Marines could also be brought in by helicopter, but parachuting is quieter, he said.

"We can cut down risks," he said. "This is another means to put somebody into a situation."

Once among the most violent areas in Iraq, Anbar province has now become one of the most quiet, so much so that the Marines could do the training here. 

Marine recon units had completed some jumps in the past using the MC-5 chute, but the new chute is more versatile and more forgiving than the MC-5, Stueber said. The MC-5 parachute could be used in only two configurations, for static line jumps and for free fall jumps. 

In a static line jump, the parachute release is attached to a static line in the aircraft that automatically deploys the chute when the jumper exits the plane. In free fall, a jumper leaves the plane and then hand-deploys his parachute at a certain altitude.

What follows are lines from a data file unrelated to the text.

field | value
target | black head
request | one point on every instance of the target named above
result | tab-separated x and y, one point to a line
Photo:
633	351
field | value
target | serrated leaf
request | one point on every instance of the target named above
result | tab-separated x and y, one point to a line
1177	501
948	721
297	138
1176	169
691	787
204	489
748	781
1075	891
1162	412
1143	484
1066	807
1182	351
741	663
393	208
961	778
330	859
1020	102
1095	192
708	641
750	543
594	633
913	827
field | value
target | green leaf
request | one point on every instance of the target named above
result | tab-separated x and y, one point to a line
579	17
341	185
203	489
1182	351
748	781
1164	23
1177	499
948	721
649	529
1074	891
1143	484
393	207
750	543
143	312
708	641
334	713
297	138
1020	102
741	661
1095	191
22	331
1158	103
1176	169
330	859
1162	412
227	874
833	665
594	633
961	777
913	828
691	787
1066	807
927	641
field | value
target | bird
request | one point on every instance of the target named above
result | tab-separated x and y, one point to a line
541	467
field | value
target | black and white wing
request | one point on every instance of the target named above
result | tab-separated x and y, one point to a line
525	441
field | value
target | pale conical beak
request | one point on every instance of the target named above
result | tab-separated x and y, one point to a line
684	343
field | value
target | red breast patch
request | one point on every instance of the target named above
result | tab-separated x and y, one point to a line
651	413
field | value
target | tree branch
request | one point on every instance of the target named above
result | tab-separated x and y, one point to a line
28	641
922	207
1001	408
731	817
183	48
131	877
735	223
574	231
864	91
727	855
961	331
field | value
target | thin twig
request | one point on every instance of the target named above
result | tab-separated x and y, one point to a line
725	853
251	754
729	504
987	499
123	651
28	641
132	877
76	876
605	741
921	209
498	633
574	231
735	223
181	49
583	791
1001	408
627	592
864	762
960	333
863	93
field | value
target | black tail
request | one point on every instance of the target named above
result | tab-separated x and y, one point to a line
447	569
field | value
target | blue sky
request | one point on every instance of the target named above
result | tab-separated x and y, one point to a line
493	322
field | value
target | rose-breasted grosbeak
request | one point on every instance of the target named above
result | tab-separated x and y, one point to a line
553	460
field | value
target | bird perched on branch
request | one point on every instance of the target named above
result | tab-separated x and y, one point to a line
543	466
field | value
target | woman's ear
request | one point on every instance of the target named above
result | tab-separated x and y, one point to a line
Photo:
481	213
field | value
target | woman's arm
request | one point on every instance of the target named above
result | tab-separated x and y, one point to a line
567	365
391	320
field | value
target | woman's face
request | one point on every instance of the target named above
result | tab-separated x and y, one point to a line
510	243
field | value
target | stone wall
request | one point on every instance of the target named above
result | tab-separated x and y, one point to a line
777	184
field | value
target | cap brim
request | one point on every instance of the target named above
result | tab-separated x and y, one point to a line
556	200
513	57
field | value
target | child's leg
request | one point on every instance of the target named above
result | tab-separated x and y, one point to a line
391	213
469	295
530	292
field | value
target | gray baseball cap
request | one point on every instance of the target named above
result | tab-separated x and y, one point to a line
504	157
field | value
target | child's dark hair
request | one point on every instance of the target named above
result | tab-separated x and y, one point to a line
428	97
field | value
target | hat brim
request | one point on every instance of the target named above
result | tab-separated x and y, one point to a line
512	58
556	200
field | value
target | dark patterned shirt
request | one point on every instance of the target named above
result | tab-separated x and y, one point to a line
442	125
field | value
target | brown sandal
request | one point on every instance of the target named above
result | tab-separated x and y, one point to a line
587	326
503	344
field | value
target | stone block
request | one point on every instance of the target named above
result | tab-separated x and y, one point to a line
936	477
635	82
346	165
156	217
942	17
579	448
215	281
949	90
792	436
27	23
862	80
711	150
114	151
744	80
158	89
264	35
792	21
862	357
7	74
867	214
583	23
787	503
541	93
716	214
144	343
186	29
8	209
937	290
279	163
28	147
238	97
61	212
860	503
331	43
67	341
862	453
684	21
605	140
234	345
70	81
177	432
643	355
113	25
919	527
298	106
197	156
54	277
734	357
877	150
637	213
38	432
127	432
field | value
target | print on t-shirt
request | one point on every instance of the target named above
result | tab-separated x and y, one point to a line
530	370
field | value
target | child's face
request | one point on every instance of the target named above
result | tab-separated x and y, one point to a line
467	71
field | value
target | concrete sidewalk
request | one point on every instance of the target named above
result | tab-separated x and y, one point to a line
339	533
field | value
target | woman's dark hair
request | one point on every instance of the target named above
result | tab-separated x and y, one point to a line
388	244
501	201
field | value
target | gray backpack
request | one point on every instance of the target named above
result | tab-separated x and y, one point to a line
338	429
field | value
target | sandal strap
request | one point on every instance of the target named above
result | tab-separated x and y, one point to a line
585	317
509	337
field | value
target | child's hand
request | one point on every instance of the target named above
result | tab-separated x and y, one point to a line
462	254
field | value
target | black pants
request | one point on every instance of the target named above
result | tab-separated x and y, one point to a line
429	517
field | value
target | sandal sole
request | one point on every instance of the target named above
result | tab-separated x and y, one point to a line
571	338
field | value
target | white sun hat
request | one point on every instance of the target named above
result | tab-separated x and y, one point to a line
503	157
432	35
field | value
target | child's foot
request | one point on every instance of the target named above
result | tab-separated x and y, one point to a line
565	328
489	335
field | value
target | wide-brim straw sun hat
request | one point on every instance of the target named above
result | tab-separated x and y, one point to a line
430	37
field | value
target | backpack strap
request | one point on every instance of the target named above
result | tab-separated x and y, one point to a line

The new parachute can be used in four different configurations: free fall, hand-deployed with an attached pilot chute; free fall, hand-deployed with a drogue chute; double bag static line in which the bag contains a pilot chute and the main chute; and static line with a drogue chute.

Pilot and drogue chutes are auxiliary chutes used to deploy main or reserve parachutes.

"It’s an incredible piece of gear. Now instead of several different types of chutes in the paraloft, we have just one," Lt. Col. William Seely, 3rd Recon Battalion’s commander, said Wednesday.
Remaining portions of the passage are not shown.